Из «банковского» представления о сознании логически следует, что роль преподавателя заключается в управлении процессом, в ходе которого внешний мир «внедряется» в учеников. Задача учителя – организовать процесс, который сам по себе уже происходит спонтанно и в ходе которого студенты «наполняются» депозитами информации – то есть, по мнению педагога, истинным знанием[103]. И поскольку люди «впитывают» мир как пассивные существа, образование должно сделать их еще более пассивными и адаптировать их к этому миру. Образованный индивид – это адаптированная личность, потому что он лучше «приспособлен» к миру. На практике эта концепция отлично соответствует целям угнетателей, чей покой зависит от того, насколько хорошо люди приспосабливаются к миру, созданному угнетателями, и как редко они подвергают его сомнениям.
Чем сильнее большинство адаптируется к установкам, которые им предписывает доминирующее меньшинство (тем самым лишая их права на свои собственные намерения), тем легче меньшинству продолжать диктовать свои условия.
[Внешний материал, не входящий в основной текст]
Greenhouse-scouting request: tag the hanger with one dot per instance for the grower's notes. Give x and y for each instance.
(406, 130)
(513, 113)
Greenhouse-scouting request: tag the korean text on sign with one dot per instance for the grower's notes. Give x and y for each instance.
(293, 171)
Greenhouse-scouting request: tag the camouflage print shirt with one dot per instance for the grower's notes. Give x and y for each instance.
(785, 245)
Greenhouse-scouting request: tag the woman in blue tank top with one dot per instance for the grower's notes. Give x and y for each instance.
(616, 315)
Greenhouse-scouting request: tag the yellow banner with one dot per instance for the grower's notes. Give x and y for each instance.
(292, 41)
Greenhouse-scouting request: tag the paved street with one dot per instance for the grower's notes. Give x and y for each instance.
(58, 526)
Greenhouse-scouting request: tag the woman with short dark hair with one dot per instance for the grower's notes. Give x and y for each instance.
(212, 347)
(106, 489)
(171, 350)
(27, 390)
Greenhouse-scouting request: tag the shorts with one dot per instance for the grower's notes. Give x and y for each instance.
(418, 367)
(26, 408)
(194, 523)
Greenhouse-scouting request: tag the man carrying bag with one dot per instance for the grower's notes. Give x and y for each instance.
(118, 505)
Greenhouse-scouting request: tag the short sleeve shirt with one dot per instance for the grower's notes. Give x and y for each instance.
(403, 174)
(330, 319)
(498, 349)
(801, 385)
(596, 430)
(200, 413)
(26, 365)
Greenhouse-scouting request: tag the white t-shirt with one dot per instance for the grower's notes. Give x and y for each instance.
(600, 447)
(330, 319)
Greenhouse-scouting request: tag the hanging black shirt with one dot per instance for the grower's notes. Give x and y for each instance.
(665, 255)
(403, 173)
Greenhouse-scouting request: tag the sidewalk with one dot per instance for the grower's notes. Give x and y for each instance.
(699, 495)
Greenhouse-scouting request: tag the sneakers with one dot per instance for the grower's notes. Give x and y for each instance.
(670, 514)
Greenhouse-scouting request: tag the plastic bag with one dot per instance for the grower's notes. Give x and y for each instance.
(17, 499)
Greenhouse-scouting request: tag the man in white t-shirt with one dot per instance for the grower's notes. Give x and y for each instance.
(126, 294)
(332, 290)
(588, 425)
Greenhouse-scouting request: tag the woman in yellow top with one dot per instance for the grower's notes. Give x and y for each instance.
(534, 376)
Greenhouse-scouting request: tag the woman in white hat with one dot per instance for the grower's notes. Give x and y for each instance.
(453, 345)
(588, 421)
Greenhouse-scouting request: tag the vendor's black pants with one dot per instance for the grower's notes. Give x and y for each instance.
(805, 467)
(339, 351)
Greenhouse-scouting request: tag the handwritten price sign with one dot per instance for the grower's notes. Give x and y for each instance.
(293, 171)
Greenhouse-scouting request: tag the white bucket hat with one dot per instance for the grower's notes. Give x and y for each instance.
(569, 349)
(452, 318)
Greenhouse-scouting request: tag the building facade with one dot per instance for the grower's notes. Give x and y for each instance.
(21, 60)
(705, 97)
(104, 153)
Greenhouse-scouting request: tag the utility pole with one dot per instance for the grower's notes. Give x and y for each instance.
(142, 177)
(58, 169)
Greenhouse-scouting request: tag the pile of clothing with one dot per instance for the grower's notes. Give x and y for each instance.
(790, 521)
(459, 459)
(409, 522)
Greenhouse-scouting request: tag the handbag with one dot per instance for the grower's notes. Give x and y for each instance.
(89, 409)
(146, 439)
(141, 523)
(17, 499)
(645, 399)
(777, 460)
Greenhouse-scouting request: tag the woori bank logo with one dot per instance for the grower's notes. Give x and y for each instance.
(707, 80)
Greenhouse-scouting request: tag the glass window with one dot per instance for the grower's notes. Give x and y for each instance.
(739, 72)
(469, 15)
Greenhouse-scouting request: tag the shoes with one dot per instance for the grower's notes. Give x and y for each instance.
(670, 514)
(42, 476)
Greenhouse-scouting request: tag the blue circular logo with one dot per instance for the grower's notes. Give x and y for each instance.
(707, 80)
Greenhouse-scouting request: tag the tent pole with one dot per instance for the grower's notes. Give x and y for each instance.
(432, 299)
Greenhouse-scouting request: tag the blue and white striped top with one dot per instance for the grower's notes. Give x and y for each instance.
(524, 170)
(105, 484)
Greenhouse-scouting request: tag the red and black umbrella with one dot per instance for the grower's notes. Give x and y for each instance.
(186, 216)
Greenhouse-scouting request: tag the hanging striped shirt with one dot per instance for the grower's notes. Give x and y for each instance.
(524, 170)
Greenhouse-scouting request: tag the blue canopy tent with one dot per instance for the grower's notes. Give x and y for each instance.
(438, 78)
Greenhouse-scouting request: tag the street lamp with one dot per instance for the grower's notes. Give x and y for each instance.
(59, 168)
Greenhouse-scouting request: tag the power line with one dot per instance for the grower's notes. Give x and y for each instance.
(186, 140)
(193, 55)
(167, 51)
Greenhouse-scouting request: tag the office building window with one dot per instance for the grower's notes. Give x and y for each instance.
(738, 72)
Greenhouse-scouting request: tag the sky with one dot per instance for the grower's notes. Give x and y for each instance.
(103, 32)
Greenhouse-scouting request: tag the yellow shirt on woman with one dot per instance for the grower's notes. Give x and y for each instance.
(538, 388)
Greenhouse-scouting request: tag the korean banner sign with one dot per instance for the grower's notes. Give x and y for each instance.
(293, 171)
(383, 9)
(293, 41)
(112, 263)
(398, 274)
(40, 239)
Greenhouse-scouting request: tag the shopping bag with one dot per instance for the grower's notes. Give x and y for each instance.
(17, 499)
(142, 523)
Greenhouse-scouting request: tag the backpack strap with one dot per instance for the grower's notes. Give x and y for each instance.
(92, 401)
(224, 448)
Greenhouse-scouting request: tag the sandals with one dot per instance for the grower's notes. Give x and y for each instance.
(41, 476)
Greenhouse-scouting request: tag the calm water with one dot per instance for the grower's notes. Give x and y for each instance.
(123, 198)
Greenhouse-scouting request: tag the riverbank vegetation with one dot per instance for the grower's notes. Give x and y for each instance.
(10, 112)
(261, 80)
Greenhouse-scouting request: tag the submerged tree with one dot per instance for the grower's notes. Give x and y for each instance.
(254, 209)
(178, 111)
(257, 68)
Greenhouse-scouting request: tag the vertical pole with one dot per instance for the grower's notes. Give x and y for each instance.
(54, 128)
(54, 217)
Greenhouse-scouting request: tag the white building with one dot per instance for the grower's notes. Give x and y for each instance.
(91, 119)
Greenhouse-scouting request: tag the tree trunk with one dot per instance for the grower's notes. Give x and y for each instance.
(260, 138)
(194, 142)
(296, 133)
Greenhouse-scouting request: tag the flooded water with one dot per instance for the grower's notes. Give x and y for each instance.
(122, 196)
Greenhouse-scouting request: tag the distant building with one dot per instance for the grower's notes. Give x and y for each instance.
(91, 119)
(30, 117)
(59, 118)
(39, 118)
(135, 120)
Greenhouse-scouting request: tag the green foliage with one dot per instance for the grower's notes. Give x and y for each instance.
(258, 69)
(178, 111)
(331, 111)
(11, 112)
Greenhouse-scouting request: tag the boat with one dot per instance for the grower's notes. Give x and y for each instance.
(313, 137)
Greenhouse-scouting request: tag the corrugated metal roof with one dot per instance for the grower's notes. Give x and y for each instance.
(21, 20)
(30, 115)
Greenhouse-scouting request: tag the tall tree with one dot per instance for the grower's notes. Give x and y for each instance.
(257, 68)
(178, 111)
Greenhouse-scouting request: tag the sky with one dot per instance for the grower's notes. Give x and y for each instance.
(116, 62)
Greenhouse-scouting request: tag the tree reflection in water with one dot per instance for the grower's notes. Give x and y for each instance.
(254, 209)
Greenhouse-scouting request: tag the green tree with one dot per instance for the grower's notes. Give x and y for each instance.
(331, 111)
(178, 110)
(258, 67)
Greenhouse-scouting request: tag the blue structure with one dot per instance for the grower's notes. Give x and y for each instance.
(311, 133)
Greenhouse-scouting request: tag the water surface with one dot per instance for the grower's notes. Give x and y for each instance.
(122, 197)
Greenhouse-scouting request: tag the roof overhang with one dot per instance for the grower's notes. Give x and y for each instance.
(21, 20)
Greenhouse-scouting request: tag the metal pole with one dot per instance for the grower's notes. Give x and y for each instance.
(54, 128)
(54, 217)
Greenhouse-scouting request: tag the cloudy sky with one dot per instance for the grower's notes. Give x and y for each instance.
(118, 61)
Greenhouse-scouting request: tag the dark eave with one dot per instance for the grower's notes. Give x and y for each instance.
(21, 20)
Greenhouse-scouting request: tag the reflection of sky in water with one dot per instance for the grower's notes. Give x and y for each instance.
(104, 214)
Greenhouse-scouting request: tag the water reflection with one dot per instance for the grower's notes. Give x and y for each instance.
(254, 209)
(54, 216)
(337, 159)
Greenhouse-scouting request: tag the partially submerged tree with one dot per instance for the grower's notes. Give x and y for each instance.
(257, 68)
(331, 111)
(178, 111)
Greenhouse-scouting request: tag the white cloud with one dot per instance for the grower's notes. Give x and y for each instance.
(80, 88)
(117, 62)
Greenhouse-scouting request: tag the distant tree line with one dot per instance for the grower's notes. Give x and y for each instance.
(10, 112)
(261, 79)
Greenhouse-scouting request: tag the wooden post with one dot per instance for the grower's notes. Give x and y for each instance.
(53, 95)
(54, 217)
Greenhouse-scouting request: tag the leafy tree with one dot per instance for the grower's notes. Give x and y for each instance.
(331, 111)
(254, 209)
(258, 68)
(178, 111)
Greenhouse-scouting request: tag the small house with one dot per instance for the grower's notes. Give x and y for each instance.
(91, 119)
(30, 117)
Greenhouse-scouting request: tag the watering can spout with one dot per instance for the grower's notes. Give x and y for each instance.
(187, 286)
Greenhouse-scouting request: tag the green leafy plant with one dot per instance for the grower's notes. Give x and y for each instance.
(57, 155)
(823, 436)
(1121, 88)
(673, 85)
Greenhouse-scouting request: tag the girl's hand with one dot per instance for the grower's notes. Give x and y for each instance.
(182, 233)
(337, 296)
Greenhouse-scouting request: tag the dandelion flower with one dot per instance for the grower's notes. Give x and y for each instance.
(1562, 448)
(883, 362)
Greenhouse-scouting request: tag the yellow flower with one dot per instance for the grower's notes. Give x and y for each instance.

Теория и практика «банковского» обучения служат этой цели, и довольно эффективно. Буквоедство, требования к чтению[104], методика оценки «знаний», дистанция между учителем и учеником, критерии поощрения: все составляющие этого фабрикатного подхода исключают необходимость мыслить.
Учитель-клерк не понимает, что его гипертрофированная роль не гарантирует настоящей защищенности, ведь человек должен стремиться жить вместе с другими, в солидарности с ними. Учитель не может ставить себя выше своих учеников, не может даже просто сосуществовать с ними. Солидарность требует истинного общения, а концепция, которой придерживаются такие педагоги, провоцирует страх общения и отказ от него.
И тем не менее человеческая жизнь может обрести смысл только через общение. Правильность мыслей учителя подтверждается лишь правильностью мыслей его учеников. Учитель не может думать за своего ученика, как и навязывать ему свои мысли. Процесс истинного мышления – мышления, сосредоточенного на реальности, – не может происходить в башне из слоновой кости: он возможен только в общении. Если принять за правду тот факт, что мысль обретает смысл, только когда ее порождают действия по преобразованию мира, то подчинение учеников учителю становится невозможным.